You know what a “spontaneous hook” is? A totally subjective, but nevertheless relevant thing worth mentioning – well, okay, I’ve only just decided to call it that way but I do need to have a special term for that kind of thing, especially when I’m dealing with INXS albums all the time. A spontaneous hook is a hook which is only active while you’re actually hearing it, but has no staying power or memorability whatsoever. (Of course, this doesn’t apply to extreme cases when a conscious effort is being made to memorize the song – I mean, heck, after a couple hundred listens even Mariah Carey records will become memorable).
Underneath The Colours is easily the best LP to demonstrate the power of spontaneous hooks I’ve heard so far. Every song on here becomes interesting on second or third listen, and you have no right whatsoever to doubt the compositional talents or the intelligence of the composing team. But nothing actually agrees to stick in your head, not even a tiny bit, and I know I’m not alone on that issue, either, so there just must be something strange about the record. There must be something weird. Maybe it’s the lack of emotion; in fact, now that I’ve said it, I’m pretty sure this is the basic problem of the INXS, just as it used to be the basic problem of XTC in the Seventies. Underneath The Colours is a lot of fun while it’s on – it’s jumpy, bouncy, and modernistic without being too annoying in a bad Eighties way or too dependent on their influences, especially now that they have toned down the ska thing. But it’s also a cold, cold, unmoving record, an exercise in soulless formalism. Or maybe it’s just a kind of soul that I don’t ‘get’. Whatever.
With this, there’s just no emotional substance to the hooks, and since you don’t have a really colourful pattern to accompany the chords, there’s no hope to really memorize them. That’s how it looks to this particular reviewer, anyway. That said, while the album is on, it’s still a gas. You just have to get past the opener, ‘Stay Young’, which tries to get by on the force of the atmosphere alone – a ridiculous attempt, with all those breathy whispered vocals in the background and thin wimpy isolated synthesizer bleeps instead of full sonic landscapes. Even so, there’s a great guitar line almost lost in amidst all the mediocrity, which just goes to show that the INXS didn’t suck at having interesting ideas, they sucked at applying them and putting them into context.

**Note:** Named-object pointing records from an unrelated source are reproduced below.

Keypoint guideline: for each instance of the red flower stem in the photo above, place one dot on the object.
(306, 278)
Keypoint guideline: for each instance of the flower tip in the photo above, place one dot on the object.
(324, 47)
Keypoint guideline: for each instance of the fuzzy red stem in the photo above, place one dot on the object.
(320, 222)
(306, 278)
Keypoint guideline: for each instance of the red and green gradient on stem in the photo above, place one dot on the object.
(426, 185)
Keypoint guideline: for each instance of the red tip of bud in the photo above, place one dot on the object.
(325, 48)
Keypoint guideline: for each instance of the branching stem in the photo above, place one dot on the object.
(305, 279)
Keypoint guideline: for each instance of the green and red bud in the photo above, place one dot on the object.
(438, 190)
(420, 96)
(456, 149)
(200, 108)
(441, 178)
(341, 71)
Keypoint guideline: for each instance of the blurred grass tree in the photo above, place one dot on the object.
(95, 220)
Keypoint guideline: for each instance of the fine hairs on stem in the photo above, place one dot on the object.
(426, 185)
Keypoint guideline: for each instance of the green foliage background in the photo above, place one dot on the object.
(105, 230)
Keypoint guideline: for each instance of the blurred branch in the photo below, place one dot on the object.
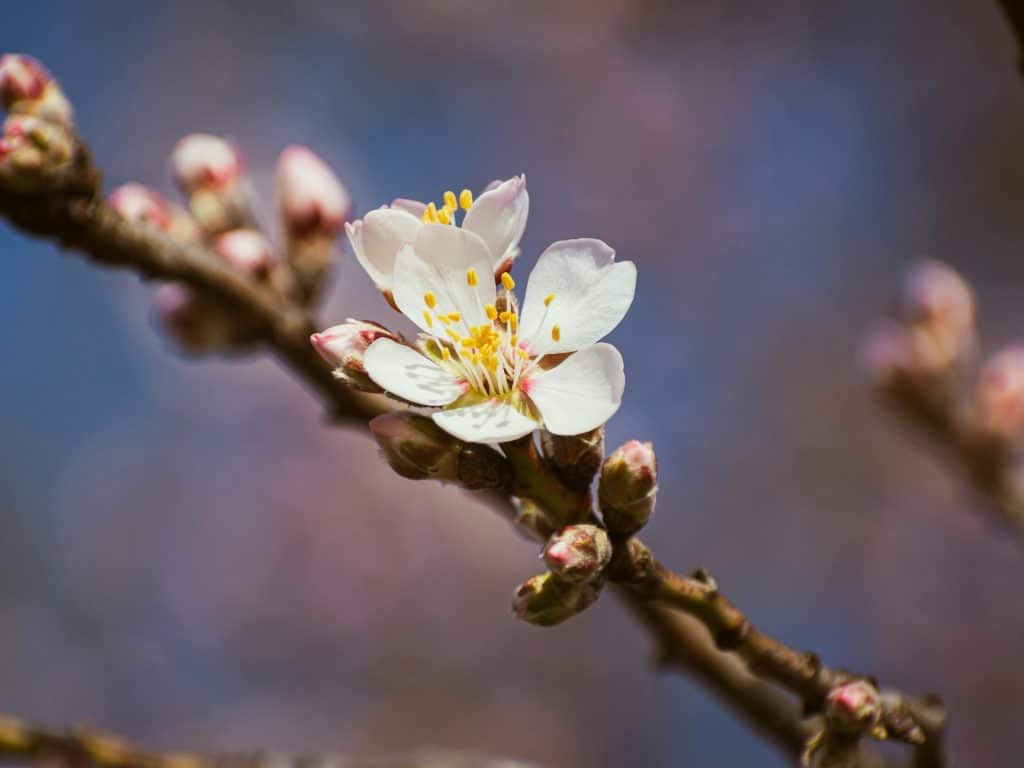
(59, 201)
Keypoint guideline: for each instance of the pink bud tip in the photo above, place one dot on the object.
(247, 250)
(312, 200)
(202, 161)
(138, 203)
(22, 78)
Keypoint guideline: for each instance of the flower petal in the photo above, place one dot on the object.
(592, 293)
(499, 216)
(439, 263)
(493, 421)
(582, 392)
(406, 373)
(377, 239)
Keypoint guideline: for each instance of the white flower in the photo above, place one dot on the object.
(499, 373)
(498, 216)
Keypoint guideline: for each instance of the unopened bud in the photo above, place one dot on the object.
(628, 487)
(545, 600)
(27, 88)
(576, 458)
(999, 394)
(416, 448)
(578, 553)
(201, 161)
(853, 708)
(139, 203)
(247, 250)
(313, 203)
(344, 346)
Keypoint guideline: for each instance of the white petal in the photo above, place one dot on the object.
(500, 217)
(582, 392)
(403, 372)
(592, 293)
(487, 422)
(438, 263)
(377, 239)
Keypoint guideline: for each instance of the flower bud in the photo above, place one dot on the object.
(999, 394)
(343, 347)
(853, 708)
(27, 88)
(545, 600)
(247, 250)
(201, 161)
(578, 553)
(313, 203)
(416, 448)
(576, 458)
(628, 487)
(139, 203)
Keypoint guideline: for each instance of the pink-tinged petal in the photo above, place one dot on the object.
(582, 392)
(591, 295)
(487, 422)
(499, 216)
(377, 239)
(439, 263)
(403, 372)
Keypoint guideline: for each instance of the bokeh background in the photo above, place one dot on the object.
(190, 558)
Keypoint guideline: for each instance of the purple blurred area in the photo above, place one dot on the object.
(192, 558)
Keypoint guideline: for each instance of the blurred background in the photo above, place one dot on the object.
(190, 558)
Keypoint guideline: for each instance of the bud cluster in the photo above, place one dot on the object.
(628, 487)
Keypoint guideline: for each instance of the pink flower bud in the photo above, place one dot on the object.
(204, 162)
(628, 487)
(312, 200)
(854, 708)
(578, 553)
(343, 346)
(546, 600)
(999, 393)
(22, 78)
(247, 250)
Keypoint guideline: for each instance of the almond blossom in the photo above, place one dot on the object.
(498, 371)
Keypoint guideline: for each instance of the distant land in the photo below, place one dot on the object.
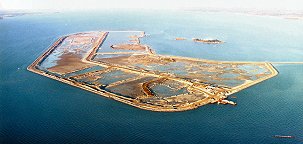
(287, 14)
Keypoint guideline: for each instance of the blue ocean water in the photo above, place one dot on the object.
(36, 109)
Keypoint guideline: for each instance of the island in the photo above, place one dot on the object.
(116, 65)
(208, 41)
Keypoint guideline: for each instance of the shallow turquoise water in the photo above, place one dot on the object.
(36, 109)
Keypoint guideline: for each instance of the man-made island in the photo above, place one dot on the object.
(116, 65)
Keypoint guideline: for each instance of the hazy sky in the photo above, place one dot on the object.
(156, 4)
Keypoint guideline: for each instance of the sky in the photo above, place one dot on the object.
(149, 4)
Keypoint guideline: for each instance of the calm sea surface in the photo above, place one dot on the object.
(36, 109)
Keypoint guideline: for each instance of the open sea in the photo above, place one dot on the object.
(36, 109)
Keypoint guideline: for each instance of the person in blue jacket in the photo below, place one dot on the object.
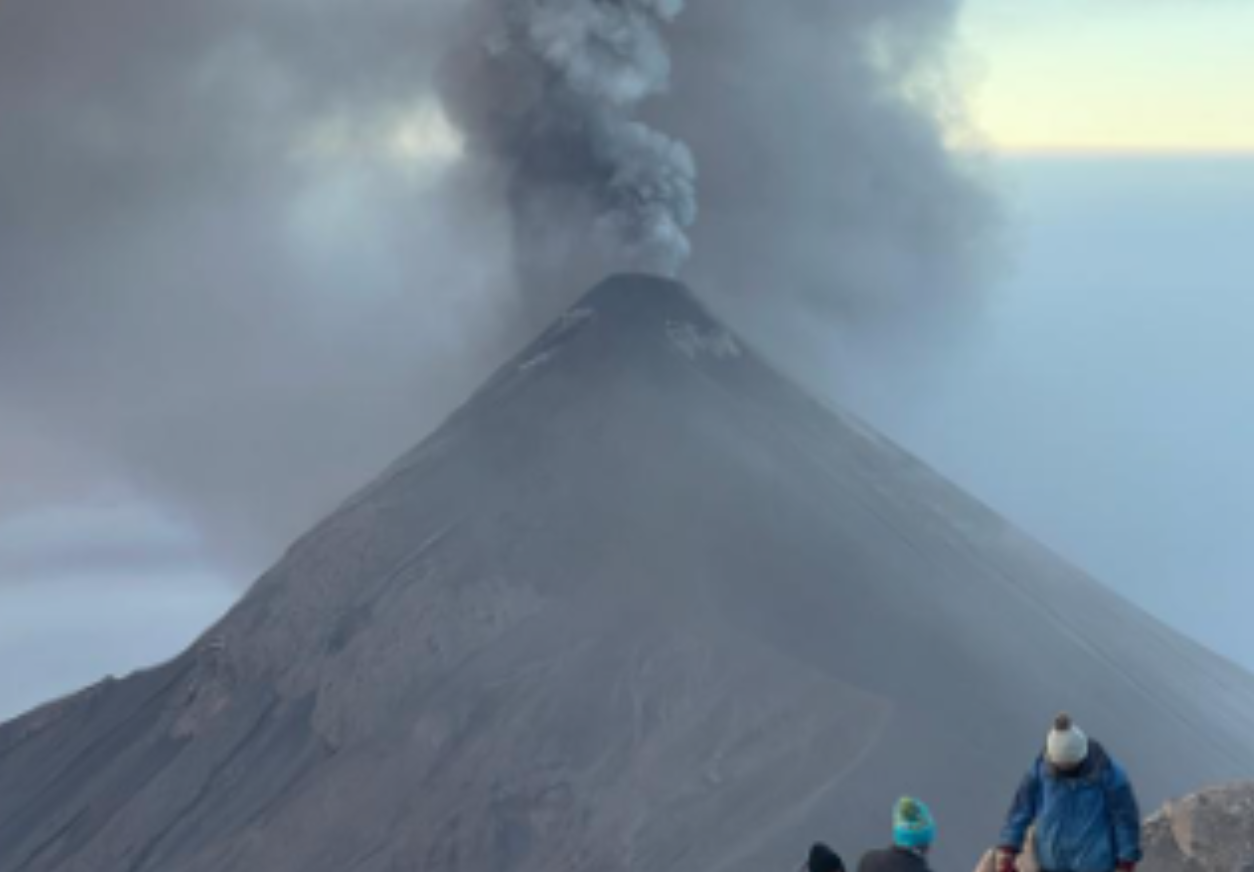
(1082, 807)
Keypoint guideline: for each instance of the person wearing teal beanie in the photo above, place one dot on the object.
(914, 829)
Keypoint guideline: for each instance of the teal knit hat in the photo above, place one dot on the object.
(913, 824)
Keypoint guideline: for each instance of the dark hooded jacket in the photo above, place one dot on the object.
(894, 860)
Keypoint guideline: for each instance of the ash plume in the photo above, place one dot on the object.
(551, 92)
(252, 250)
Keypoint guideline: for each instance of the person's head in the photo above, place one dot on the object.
(913, 826)
(1066, 747)
(824, 860)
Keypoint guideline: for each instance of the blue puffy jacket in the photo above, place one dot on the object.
(1085, 822)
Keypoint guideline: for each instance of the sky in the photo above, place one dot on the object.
(1112, 75)
(1092, 393)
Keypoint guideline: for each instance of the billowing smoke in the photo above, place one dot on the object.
(551, 89)
(251, 250)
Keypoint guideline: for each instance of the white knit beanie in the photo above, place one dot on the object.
(1067, 745)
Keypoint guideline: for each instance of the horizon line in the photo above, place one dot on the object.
(1153, 152)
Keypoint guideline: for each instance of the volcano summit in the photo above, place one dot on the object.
(641, 604)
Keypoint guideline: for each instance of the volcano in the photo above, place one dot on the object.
(641, 604)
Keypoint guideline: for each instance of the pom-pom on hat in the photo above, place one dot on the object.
(913, 824)
(1066, 745)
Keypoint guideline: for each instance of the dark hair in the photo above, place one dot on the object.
(824, 860)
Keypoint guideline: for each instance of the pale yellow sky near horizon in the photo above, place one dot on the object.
(1111, 75)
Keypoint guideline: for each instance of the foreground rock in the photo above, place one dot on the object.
(1208, 832)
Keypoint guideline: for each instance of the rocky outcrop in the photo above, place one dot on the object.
(1211, 831)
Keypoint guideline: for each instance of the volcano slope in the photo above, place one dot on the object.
(641, 604)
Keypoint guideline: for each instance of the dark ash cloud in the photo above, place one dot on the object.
(246, 256)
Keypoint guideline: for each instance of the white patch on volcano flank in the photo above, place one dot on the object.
(694, 341)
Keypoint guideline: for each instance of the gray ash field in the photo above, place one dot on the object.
(641, 604)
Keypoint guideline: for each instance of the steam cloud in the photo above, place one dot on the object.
(251, 250)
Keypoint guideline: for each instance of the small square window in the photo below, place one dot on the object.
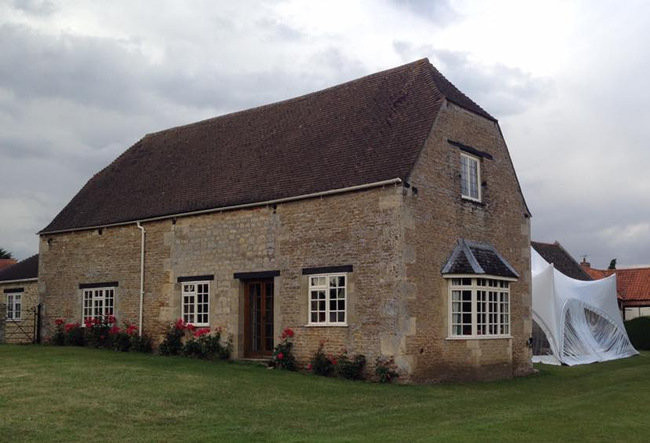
(328, 299)
(195, 299)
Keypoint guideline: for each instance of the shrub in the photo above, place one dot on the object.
(173, 342)
(320, 363)
(349, 367)
(58, 338)
(385, 370)
(204, 345)
(283, 357)
(74, 334)
(638, 329)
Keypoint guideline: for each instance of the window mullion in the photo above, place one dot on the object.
(474, 307)
(327, 300)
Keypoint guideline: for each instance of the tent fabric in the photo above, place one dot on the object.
(576, 322)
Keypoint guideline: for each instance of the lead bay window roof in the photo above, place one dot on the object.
(470, 258)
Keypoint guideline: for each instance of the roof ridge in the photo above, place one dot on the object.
(449, 91)
(207, 121)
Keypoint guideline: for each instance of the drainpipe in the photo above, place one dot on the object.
(141, 276)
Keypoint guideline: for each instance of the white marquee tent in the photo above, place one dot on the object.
(575, 322)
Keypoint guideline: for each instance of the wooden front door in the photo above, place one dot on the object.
(259, 318)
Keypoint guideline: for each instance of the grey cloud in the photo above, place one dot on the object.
(35, 7)
(437, 11)
(501, 90)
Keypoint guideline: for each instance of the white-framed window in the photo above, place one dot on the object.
(98, 303)
(196, 303)
(14, 306)
(470, 177)
(328, 299)
(479, 307)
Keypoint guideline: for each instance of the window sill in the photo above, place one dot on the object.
(337, 325)
(481, 337)
(471, 200)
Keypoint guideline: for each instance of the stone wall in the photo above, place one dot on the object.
(359, 229)
(396, 239)
(21, 331)
(434, 219)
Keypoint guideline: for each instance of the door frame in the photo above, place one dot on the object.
(263, 282)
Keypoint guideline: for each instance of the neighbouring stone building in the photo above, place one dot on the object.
(632, 288)
(19, 292)
(382, 216)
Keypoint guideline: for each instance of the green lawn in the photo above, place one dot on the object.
(50, 394)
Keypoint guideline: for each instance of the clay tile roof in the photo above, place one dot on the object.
(6, 262)
(22, 270)
(561, 259)
(477, 258)
(632, 284)
(361, 132)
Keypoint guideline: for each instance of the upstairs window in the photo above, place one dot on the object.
(470, 177)
(327, 299)
(196, 303)
(98, 303)
(14, 306)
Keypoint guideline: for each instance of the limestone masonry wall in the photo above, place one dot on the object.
(396, 239)
(359, 229)
(433, 221)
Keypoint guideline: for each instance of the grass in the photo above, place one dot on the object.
(75, 394)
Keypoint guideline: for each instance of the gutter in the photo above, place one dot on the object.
(143, 231)
(392, 181)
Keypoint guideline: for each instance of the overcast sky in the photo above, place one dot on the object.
(81, 81)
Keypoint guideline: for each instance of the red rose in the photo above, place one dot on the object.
(201, 332)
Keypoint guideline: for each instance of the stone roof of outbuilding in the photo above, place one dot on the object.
(477, 259)
(561, 259)
(22, 270)
(361, 132)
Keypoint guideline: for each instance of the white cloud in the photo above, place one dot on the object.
(81, 81)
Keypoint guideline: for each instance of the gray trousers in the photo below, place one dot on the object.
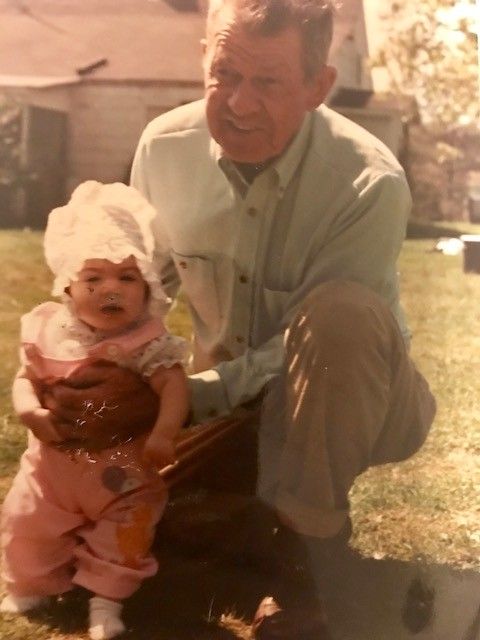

In a certain sense, one could just argue that at this particular point Hutchence’s sense of romance vastly differed from the commonplace one. ‘Horizons’ is lyrically a love ballad, but musically just a minimalistically arranged New Wave “popper”. Maybe there are even people in this world that can be moved by the way Hutchence croaks out ‘I see the horizons of your love’, but I wouldn’t know about that anomaly. Gimme some Al Green instead, please. Or, at least, if we’re talking INXS here, something bouncier and snappier like ‘Big Go Go’. Now that’s a good song while it’s on. Raunchy, energetic, aggressive – ‘watch the world GO GO, it’ll spin ’til it stops… people gonna FLY OFF… when they turn it off’. But nothing remains once it’s over.
Probably the best hookline on the album is the chorus to ‘Fair Weather Ahead’, although the song itself is rather senseless, more like a blind lyrical imitation of Jim Morrison than anything else. Who are the ‘strange new creatures’, are wonder, and what’s their connection to fair weather? And is that hookline really good, or is it just because they repeat the chorus for so many times?
The dumbest thing of all is how everything on here sounds the same even if the songs are essentially different. There’s slow moody atmospheric stuff like ‘Horizons’ and ‘Just To Learn Again’. Or poppy upbeat stuff like ‘Big Go Go’. Or even a couple of really fast rockers like ‘Night Of Rebellion’. But the production sucks big time, with the same minimalistic grooves over and over again. Very few ska beats, like I said, mostly Police- and XTC-inspired New Wave pop rhythms, with a steady drumbeat and, say, a three- or four-note ringing guitar riff. And synthesizers, of course. All very tasteful, subtle even – but none of the musicians are virtuosos, and none of them can add any soul to the performances. And all of this is in major dire contrast to the nature of Hutchence’s lyrics, which – with a few disrespectful exceptions like ‘Fair Weather Ahead’ – are surprisingly mature and evocative.